As I said, I'm one of the lucky ones. The wind died and stopped pushing the fires north. I put away my collected bug-out bag gear and battened down all the hatches to keep the smoke out. I thought I did a pretty good job. I didn't go out of the apartment for two days. I didn't even go visit Mom. Then I talked on the phone today and realized my place is not the hermetically sealed sanctuary I thought it was. I'd been coping with the bad air quality by shallow breathing. 

Today I got the dreaded text: Your mother needs bread

I knew it wouldn't be fun going outside, but I thought, how bad could it be? Lots of people are outside. Lots of people smoke cigarettes. Mom smoked for seventy-five years and look at her. Apart from dementia, she's in pretty good shape, for a ninety-one year old smoker. An hour in the smoke would probably not kill me. I checked the air quality. Hey, just barely into the Hazardous zone. Come on, Carol. Quit whining.

The stench of smoke hit me like a wall when I opened the door. My plaid face mask was just for show. It did nothing to keep out the smoke, of course—it's made from old cotton pajama pants, for crimony sake. The air sat white and heavy, like the worst L.A. smog I'd ever seen, and I lived there in the 1980s, so I've seen my share of smog. I trudged to my car. It was covered with a fine ashy dust, but that's normal for my car, since I only wash it once a year. I turned on my headlights to be safe and trundled off to Mom's with two loaves of frozen gluten-free whole wheat bread and the baby monitor. 

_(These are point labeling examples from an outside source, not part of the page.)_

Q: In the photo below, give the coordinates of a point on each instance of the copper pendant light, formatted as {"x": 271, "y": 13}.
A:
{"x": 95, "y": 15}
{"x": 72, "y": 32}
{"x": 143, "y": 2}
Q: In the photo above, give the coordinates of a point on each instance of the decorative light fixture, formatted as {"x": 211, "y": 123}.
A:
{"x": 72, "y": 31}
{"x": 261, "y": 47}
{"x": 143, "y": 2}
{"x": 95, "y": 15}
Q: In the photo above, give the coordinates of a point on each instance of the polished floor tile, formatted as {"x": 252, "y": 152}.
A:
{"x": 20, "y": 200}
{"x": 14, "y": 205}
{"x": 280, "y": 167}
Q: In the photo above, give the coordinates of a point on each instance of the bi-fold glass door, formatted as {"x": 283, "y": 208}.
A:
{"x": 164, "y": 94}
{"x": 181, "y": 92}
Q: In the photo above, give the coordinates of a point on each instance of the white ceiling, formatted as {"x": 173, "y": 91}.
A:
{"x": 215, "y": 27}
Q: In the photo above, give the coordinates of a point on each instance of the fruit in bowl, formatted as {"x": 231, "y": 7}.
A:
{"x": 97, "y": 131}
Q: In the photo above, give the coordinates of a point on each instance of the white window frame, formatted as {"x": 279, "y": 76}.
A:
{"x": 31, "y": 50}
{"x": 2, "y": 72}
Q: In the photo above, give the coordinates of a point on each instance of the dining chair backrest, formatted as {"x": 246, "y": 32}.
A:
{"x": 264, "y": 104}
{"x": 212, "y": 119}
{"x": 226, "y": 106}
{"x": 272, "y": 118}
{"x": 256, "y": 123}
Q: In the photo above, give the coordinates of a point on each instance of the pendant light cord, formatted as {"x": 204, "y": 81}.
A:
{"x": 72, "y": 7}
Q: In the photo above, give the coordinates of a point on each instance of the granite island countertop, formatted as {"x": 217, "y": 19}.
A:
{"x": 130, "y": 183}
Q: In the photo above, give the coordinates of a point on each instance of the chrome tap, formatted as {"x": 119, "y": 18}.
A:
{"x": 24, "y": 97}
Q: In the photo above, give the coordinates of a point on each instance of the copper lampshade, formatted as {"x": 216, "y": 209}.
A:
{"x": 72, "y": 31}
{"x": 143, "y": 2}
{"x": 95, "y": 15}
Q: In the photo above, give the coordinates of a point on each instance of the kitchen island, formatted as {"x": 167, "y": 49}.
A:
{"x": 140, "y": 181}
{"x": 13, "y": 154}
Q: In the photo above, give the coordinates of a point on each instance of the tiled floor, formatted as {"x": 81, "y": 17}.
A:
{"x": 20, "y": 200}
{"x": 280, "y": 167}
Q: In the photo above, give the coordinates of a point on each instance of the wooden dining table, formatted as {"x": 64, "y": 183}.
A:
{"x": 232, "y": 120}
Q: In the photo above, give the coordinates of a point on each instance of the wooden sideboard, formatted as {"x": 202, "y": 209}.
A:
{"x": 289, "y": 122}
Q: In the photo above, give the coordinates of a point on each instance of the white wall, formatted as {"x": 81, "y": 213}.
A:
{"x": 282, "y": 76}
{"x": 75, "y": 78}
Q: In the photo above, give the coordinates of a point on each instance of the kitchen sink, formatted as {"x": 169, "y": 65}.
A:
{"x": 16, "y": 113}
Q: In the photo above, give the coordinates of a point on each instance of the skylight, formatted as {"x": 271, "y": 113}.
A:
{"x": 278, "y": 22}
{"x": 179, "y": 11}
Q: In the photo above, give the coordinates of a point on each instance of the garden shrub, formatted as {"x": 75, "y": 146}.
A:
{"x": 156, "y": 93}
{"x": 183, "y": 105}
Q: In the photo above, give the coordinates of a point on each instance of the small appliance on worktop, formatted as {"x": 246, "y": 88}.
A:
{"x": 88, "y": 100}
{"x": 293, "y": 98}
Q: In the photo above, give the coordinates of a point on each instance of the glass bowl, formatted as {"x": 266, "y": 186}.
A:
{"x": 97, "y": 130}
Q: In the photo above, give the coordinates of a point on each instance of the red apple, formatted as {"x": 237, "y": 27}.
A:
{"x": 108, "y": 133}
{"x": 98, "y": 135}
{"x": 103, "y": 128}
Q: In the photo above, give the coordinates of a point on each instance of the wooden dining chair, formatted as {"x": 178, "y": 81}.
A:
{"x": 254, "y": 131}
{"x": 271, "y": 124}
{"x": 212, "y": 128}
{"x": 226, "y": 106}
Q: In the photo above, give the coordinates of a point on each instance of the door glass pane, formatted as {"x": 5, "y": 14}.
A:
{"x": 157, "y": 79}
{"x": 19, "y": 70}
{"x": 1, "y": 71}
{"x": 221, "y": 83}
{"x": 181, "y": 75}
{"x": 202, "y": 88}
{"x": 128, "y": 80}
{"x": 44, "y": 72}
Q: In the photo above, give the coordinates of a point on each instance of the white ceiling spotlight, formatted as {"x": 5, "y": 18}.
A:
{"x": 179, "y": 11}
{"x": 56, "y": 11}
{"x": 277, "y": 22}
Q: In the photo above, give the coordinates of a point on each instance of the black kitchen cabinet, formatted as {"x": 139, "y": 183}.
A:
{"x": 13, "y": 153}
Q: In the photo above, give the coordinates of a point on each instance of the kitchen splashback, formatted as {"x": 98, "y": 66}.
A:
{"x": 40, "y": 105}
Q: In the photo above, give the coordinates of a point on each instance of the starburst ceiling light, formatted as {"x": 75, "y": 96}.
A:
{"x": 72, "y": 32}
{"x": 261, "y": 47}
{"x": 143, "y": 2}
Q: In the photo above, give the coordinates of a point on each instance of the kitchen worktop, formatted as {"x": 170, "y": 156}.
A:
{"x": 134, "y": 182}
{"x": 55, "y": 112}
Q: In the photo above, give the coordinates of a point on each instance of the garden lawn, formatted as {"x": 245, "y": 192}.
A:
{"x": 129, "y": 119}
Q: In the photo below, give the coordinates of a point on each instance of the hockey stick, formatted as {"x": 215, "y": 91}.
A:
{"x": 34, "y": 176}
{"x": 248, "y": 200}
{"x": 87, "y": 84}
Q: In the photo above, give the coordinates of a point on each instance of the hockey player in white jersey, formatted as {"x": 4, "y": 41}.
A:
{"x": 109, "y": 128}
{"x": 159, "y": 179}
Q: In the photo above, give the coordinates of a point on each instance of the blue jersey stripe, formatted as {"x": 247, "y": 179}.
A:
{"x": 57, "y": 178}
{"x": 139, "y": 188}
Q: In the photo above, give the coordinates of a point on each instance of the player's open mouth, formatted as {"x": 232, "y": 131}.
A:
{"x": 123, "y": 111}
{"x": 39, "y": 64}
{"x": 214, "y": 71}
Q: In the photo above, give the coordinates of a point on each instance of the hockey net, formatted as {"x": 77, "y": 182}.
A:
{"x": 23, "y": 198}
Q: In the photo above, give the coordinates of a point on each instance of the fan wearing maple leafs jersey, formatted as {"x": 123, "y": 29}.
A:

I left the bread outside the kitchen door. Mom was just back from dinner. We chatted through the baby monitor. Half of what I said she said she couldn't understand but it was still nice to see her. I started coughing. She told me to get going. I gave her the peace sign and headed for home. Driving up the hill I passed a bicyclist wearing a face mask. I had to be impressed. Not sure if it was supreme courage or colossal stupidity. I didn't linger to see if he passed out at the top.

Now I know I can go out into the smoke and make the trek to see Mom. However, I now know I must differentiate indoor clothes and outdoor clothes. The smell of smoke followed me into the Love Shack, and not that sweet campfire smell that used to cling to my brother's Boy Scout uniform when he came home from camping. This smell is terrible, maybe because I know what is in it. I breathed in a lot of horror and grief and even after a bath, I can still feel it in my lungs.